According to the European Commission’s communication of 2018 ‘Clean Planet for All’, electricity should go up from 21% of final energy consumption to anything from 30% to75% by 2050 depending on the scenario. Some calculations estimate this will require 90% more electricity by 2050, and all of it carbon-free, preferably not nuclear.

Most industry, heating and transport will also have to become electrified, further adding costs. Industry will find it particularly difficult and many processes will either shut down or emigrate. And a fund to compensate miners, as proposed by energy commissioner Kadri Simson among others, for their loss of jobs does not address subsequent generations who will also be hit by irreversible change in the labour market. In turn, societies may react by giving preferences to populist manifestos.

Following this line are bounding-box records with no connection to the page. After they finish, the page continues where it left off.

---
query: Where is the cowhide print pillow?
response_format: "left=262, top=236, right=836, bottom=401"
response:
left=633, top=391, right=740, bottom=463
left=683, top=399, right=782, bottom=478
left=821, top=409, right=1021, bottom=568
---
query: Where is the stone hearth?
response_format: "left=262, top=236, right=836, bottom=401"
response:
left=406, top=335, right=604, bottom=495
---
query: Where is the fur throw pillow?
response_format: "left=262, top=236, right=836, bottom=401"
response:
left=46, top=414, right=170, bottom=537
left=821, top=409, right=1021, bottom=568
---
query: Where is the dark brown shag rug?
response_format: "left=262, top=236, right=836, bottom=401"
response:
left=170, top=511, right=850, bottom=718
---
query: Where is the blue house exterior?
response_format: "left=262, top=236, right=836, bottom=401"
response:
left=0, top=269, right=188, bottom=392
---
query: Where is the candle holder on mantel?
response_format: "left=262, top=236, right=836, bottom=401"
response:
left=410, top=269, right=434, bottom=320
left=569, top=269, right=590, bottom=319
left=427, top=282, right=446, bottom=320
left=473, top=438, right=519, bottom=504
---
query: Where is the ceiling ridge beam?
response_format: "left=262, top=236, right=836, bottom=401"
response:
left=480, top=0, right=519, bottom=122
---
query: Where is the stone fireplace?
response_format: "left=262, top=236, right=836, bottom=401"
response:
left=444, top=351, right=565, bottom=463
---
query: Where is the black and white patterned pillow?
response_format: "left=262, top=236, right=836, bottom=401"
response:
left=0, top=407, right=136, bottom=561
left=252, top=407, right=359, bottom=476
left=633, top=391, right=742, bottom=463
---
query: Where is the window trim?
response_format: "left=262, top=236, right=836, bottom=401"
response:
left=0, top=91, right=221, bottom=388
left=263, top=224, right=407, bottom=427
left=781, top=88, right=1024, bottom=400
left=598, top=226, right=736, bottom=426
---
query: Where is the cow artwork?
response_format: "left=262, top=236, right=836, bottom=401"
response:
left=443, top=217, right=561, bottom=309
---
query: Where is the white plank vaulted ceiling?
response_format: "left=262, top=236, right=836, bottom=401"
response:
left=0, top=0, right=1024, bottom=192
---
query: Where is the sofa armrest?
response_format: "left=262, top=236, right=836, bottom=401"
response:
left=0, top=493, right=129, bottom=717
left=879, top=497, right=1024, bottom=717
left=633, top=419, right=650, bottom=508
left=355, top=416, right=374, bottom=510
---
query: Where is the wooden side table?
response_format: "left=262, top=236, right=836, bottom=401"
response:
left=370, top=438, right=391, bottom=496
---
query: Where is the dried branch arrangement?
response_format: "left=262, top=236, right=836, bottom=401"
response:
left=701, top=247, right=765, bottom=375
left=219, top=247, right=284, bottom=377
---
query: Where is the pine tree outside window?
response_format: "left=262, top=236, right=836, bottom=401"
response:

The hydrogen economy represents another unknown. Belyi refers to a recent International Energy Agency study, which indicates that if hydrogen is produced from renewable energies – hence green hydrogen – its cost will be significantly higher than the current methane price.

Member states will find it difficult to sell the idea of a more expensive fuel to societies, he said, while populist policies will find a more engaged electorate. The mid-term political effects of gilets jaunes in France are still uncertain: their protests go back to the government’s decision to raise fuel taxes.

The EU would do better, he says, to assist switching from coal to gas across the world than to burden society at home with higher bills. Although gas is not clean, it is still half as carbon-intensive as coal and “it is necessary to re-integrate promotion of natural gas into the energy transition concept,” he says.

Gas flaring is another area the EC might work on: it constitutes one of the major causes of carbon and methane emissions. Surprisingly, in 2016 the European Commission withdrew from the World Bank programme on gas flaring reduction, and this withdrawal does not help worldwide efforts in abating emissions in the upstream.

In less developed countries, support of technology associated with the third industrial revolution might be premature. He cites Nepal and Kyrgyzstan, both relying about 90% on decarbonised hydroelectricity.

The promotion of decentralised solar panels and electric vehicles should follow, not precede, the upgrade of the distribution grid. And the safe disposal of lithium-based products represents a major environmental risk in some countries. “Dumping old panels on to landfill sites will aggravate climate change because it will affect the biosphere. And we know that climate change is also about biosphere’s capacity to absorb greenhouse gases, not only about CO2 emissions,” Belyi says.

Another potential problem is the hydrocarbon market and the effects of lower revenues on the world economy. Oil monarchies in the Gulf act as a buffer against Islamic extremism. These revenues are also used to slow the desertification of the region and to diversify their economies from oil. In short, it is better for the EU if these “oil monarchies” are stronger rather than weaker.

Belyi points out the possible risks associated with a newly introduced notion of a ‘geopolitical European Commission’. A carbon tax could be seen as protectionism and raise tensions if it affected investment protection laws. The Energy Charter has been criticised as it protects energy investments in fossil fuels as well as in renewable energy and some environmentalist groups want to have the sunset clause removed – it protects investors for 20 years even after their country has withdrawn from the Treaty.

The liberal economic order is built on the neutrality of law which should not change when the government does. If not, one risks ending up with a Soviet style logic of law, where everything – freedom of speech, of association and so on – was permitted only if it were compatible with the political purpose of building communism.

Some critics of the Energy Charter investment regime use similar thinking: they want investment protection to satisfy the political goal of decarbonisation. “We shouldn’t forget that a shift to cleaner fossil fuels and the modernisation of conventional energy systems are still key in the energy transition around the world and, therefore, an international investment regime needs to be expanded and reinforced instead of being weakened,” Belyi concludes.